The MBD7 complex promotes expression of methylated transgenes without significantly altering their methylation status (mRNA-seq). Arabidopsis thaliana

DNA methylation is a chromatin modification that is associated with gene silencing in eukaryotic organisms. Although pathways controlling the establishment, maintenance and removal of DNA methylation have been identified, relatively little is understood about how DNA methylation influences gene expression. Using complementary genetic and biochemical approaches we identified a protein complex that antagonizes the transcriptional gene silencing of two LUCIFERASE (LUC) reporters in a manner that requires DNA methylation. At its core, this complex contains LOW IN LUCIFERASE EXPRESSION (LIL), an α-crystallin domain protein, and METHYL-CpG-BINDING DOMAIN 7 (MBD7), a protein previously associated with DNA methylation. At the LUC reporters, loss of MBD7 or LIL resulted in decreased LUC expression concomitant with modest, but reproducible increases in DNA methylation that can be phenocopied by DNA demethylase mutants. These findings are consistent with other reports and reveal a genetic connection between MBD7, LIL and DNA demethylation. However, we found that the hyper-methylation and gene expression phenotypes at a LUC reporter can be genetically uncoupled, demonstrating that changes in DNA methylation alone are not sufficient to silence LUC expression, and suggesting a role for the MBD7-LIL complex downstream of DNA methylation. Consistent with this hypothesis, our more extensive analysis of DNA methylation in mbd7 and lil mutants revealed only a small number of hyper-methylated loci genome wide. Furthermore, these loci displayed minimal overlap with demethylase targets, suggesting that, in general, the DNA demethylation machinery does not function in a manner dependent on the MBD7-LIL complex. Taken together, our findings place the MBD7-LIL complex amongst a small number of factors that regulate gene expression without causing significant changes in DNA methylation. This complex, however, is unique in that it functions to suppress, rather than enforce the silencing effects of DNA methylation, enabling gene expression of several transgene reporters despite high levels of promoter methylation. Overall design: Examination of global RNA expression in 14-day-old Col, YJ , mbd7-4, mbd7-3, LUCH lil-2, LUCH, YJ lil-1 seedlings.

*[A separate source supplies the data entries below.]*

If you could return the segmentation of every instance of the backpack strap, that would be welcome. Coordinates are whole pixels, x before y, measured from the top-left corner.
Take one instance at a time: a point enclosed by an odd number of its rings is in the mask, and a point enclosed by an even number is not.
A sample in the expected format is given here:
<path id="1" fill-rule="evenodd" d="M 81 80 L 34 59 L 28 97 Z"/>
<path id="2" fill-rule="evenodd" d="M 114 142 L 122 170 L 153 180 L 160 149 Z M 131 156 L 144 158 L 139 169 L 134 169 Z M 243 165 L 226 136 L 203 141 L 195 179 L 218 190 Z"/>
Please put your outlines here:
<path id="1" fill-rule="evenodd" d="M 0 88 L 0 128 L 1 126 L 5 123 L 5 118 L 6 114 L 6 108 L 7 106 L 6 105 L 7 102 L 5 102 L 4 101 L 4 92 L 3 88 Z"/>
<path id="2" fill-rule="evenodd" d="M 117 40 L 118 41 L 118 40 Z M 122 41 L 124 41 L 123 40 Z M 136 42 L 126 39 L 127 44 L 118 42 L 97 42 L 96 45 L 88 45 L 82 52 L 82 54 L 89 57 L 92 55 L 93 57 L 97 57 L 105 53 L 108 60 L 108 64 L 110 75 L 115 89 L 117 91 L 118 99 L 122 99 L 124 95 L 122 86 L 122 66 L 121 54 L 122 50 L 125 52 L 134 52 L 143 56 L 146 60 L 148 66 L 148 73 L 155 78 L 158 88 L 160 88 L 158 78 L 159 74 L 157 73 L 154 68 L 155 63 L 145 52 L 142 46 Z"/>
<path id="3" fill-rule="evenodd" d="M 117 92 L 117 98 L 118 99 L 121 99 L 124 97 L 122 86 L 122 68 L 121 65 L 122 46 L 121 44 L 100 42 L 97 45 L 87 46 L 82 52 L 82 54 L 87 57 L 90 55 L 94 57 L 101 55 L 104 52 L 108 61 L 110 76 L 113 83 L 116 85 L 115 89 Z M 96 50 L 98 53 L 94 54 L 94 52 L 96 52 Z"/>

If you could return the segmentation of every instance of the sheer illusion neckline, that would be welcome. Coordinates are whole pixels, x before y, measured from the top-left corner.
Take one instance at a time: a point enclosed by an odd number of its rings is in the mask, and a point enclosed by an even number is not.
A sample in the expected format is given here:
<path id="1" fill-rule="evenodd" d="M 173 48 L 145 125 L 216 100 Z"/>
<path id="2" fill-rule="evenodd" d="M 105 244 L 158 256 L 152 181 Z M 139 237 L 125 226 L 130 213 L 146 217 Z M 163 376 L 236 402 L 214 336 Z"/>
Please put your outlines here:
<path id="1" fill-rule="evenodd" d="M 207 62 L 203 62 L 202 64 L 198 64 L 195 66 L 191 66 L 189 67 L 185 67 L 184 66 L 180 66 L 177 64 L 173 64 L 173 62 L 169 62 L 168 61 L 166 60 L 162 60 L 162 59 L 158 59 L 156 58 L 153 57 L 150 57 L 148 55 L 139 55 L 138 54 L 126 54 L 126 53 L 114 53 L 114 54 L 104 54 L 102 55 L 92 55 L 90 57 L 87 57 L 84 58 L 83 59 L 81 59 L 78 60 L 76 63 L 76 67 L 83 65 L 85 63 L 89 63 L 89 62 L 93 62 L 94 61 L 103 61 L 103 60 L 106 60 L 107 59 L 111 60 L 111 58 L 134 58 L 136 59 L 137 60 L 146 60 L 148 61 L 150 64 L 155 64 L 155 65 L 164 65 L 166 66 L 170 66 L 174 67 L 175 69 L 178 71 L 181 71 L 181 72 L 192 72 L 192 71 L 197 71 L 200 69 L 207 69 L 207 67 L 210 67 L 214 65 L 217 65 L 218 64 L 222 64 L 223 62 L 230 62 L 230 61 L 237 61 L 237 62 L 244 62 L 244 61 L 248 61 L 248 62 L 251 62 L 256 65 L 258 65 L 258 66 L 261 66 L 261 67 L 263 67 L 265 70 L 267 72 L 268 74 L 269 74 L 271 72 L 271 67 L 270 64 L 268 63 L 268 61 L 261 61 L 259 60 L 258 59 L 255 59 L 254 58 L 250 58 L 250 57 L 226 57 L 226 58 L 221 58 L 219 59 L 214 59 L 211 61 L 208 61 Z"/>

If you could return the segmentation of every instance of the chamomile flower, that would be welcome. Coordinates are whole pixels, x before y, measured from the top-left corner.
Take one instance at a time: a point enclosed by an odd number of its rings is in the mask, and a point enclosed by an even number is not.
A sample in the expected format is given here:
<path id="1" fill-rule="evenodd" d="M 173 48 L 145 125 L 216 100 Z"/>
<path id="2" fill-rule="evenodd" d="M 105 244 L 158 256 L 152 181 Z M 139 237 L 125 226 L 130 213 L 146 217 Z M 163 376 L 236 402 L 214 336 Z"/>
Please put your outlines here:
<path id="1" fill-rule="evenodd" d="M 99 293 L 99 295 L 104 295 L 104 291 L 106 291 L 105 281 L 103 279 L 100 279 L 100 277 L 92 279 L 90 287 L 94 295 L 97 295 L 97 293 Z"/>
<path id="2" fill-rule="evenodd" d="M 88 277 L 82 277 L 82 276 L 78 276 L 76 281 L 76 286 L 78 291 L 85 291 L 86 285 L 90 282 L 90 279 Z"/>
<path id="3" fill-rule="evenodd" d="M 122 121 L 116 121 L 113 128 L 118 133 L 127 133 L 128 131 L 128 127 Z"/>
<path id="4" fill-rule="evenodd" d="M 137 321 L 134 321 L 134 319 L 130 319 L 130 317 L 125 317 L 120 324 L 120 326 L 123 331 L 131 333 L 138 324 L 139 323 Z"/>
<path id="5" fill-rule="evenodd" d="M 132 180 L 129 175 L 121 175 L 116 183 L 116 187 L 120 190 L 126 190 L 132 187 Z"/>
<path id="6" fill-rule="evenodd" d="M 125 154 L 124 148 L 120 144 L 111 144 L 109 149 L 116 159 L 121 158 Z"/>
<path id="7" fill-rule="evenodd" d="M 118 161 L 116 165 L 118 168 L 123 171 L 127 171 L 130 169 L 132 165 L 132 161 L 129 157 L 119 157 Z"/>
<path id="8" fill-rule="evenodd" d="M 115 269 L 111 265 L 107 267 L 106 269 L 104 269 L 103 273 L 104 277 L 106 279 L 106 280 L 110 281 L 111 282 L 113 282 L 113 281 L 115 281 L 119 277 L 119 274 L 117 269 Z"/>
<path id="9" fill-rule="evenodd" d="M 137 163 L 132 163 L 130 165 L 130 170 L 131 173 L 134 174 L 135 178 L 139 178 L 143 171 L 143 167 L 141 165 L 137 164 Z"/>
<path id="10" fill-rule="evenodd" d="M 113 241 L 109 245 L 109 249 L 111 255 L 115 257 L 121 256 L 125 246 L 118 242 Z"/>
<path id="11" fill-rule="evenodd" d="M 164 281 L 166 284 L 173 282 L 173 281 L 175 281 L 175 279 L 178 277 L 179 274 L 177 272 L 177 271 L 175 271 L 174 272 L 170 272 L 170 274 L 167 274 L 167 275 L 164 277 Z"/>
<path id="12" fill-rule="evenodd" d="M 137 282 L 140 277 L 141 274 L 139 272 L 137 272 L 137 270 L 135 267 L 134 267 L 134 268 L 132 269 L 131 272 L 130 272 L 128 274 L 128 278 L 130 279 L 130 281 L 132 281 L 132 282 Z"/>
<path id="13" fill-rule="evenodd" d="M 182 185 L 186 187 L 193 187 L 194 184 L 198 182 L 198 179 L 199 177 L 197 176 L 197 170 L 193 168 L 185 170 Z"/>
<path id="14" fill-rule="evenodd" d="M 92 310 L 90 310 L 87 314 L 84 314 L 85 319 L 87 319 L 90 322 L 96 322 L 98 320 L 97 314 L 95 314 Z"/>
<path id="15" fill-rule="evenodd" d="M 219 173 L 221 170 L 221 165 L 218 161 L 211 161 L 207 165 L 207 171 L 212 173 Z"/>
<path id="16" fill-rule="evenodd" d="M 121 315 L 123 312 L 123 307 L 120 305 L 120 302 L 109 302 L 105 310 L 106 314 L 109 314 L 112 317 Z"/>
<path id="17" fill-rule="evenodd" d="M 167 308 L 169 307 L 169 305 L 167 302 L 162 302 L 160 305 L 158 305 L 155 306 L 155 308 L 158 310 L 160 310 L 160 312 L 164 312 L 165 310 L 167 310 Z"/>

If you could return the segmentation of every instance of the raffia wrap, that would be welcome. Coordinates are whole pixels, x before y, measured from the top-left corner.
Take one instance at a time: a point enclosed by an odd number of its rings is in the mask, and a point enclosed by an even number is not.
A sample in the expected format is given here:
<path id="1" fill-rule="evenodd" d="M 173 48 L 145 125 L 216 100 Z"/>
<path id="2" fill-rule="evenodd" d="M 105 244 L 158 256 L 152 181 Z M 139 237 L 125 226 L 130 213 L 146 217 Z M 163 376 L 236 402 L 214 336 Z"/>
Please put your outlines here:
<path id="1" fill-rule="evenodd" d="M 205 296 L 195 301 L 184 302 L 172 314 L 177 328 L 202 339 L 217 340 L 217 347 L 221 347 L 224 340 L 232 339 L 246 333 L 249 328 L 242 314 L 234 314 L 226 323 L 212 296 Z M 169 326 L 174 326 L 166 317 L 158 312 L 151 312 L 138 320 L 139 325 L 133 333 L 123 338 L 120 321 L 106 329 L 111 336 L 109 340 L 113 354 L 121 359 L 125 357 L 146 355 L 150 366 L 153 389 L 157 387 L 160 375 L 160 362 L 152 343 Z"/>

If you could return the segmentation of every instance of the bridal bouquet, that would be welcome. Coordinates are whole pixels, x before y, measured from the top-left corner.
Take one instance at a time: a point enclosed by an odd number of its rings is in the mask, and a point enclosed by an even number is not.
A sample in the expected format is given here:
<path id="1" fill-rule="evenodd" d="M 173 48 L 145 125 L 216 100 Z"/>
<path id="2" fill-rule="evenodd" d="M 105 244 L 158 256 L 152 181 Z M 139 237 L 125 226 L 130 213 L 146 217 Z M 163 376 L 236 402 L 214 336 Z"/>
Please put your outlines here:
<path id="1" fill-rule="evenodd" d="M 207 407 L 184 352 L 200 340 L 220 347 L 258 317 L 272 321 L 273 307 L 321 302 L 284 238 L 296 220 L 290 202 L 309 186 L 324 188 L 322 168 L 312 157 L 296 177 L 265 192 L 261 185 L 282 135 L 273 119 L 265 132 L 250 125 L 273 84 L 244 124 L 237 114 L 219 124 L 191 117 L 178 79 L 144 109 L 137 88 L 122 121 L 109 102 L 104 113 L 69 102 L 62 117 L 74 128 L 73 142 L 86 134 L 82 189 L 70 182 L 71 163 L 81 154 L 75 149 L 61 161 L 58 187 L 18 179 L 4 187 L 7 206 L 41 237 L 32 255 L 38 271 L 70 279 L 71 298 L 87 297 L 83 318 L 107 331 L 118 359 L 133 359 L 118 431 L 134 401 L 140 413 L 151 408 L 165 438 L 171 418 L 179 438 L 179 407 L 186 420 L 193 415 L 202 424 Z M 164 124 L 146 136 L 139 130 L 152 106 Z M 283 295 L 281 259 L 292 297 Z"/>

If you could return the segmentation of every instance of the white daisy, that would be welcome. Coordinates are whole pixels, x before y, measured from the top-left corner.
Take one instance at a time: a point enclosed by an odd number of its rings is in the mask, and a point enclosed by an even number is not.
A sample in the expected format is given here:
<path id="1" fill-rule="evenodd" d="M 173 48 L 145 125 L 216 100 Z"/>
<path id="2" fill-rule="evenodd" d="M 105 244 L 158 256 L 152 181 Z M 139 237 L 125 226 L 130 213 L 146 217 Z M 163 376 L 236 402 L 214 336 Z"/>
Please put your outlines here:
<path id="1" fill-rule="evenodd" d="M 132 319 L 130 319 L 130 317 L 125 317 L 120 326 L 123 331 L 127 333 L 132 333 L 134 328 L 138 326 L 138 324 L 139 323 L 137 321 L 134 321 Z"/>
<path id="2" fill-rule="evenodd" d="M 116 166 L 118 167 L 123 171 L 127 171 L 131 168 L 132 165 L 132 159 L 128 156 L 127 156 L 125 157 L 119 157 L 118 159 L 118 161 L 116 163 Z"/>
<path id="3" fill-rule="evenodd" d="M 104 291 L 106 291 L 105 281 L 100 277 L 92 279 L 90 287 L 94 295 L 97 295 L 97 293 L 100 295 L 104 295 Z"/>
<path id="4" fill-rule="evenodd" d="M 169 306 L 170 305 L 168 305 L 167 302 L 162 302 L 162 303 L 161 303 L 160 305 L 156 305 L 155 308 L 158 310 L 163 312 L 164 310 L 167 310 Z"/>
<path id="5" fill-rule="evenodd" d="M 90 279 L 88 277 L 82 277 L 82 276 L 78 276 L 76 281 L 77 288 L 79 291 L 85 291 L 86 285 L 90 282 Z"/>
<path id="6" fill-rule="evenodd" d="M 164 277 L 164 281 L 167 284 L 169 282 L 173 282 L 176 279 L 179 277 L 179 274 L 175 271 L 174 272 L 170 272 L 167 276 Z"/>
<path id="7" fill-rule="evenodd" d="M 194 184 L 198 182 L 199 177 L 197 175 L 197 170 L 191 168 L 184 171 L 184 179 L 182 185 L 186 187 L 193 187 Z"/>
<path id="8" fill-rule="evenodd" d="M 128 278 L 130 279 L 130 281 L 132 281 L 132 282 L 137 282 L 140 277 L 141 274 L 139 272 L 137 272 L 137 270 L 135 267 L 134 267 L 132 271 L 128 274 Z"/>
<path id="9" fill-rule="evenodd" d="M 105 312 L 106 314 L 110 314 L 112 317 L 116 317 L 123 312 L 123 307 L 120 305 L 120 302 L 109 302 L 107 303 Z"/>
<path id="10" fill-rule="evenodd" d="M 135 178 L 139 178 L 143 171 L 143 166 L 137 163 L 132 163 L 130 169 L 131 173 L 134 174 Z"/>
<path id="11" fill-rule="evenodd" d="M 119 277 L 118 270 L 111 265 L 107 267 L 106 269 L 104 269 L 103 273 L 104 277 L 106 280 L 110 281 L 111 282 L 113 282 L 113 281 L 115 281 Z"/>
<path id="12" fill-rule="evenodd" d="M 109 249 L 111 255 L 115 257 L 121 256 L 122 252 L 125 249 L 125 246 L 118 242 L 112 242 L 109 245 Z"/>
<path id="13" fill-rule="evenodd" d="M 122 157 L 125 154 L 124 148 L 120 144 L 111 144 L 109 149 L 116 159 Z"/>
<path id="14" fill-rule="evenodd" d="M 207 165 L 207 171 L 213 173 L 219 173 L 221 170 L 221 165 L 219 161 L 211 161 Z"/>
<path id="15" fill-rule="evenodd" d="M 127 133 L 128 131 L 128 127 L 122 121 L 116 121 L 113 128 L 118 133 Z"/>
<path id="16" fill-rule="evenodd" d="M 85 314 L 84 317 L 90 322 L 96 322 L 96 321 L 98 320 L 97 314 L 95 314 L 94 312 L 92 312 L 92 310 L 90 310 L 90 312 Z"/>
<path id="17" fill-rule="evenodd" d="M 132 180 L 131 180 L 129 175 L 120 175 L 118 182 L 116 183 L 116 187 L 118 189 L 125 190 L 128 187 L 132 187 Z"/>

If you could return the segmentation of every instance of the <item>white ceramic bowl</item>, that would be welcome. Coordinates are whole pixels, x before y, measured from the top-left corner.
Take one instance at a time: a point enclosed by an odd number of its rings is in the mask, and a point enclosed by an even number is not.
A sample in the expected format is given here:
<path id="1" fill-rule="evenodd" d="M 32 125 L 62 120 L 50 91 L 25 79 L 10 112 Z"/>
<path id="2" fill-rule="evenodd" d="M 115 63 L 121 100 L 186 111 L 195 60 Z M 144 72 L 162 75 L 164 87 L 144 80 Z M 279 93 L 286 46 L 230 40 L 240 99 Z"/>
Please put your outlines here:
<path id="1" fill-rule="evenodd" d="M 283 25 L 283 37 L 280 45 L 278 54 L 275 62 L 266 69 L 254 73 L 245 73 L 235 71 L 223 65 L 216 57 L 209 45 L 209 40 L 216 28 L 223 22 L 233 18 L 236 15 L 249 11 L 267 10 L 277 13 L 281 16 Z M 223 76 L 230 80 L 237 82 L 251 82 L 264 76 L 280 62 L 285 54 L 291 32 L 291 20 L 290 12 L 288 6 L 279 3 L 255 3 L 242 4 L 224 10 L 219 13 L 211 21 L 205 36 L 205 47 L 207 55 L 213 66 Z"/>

DNA甲基化（DNA methylation）是真核生物中与基因沉默相关的染色质修饰方式。尽管学界已明确调控DNA甲基化建立、维持与去除的通路，但对于DNA甲基化如何影响基因表达的机制仍知之甚少。本研究通过互补的遗传与生化研究手段，鉴定出一种蛋白复合物，该复合物可通过依赖DNA甲基化的方式，拮抗两株LUCIFERASE（LUC）报告基因的转录基因沉默。该复合物的核心组分包含低LUC表达蛋白（LOW IN LUCIFERASE EXPRESSION, LIL）——一种α-晶状体蛋白结构域蛋白，以及甲基-CpG结合结构域7（METHYL-CpG-BINDING DOMAIN 7, MBD7）——一种此前被证实与DNA甲基化相关的蛋白。在LUC报告基因位点处，敲除MBD7或LIL会导致LUC表达量下降，同时伴随DNA甲基化水平的适度但可重复的升高，该表型可由DNA去甲基化酶突变体模拟。上述研究结果与其他文献报道一致，并揭示了MBD7、LIL与DNA去甲基化之间的遗传关联。然而本研究发现，LUC报告基因位点处的高甲基化与基因表达表型可发生遗传解偶联，这表明仅靠DNA甲基化水平的变化并不足以沉默LUC的表达，并提示MBD7-LIL复合物在DNA甲基化下游发挥调控功能。与该假说相符，我们对mbd7和lil突变体开展全基因组DNA甲基化的深度分析后发现，仅存在少量全基因组高甲基化位点。此外，这些高甲基化位点与去甲基化酶的靶位点仅存在极少的重叠，这提示总体而言DNA去甲基化系统的功能并不依赖于MBD7-LIL复合物。综上，本研究的发现将MBD7-LIL复合物归入为数不多的一类可调控基因表达但不会引发DNA甲基化显著变化的因子之列。不过该复合物的独特之处在于，其功能是抑制而非强化DNA甲基化的沉默效应，即使靶基因启动子区域存在高水平甲基化，仍可保障多个转基因报告基因的表达。实验整体设计：对14日龄的哥伦比亚生态型（Columbia, Col）、YJ、mbd7-4、mbd7-3、LUCH lil-2、LUCH、YJ lil-1幼苗进行全基因组RNA表达谱分析。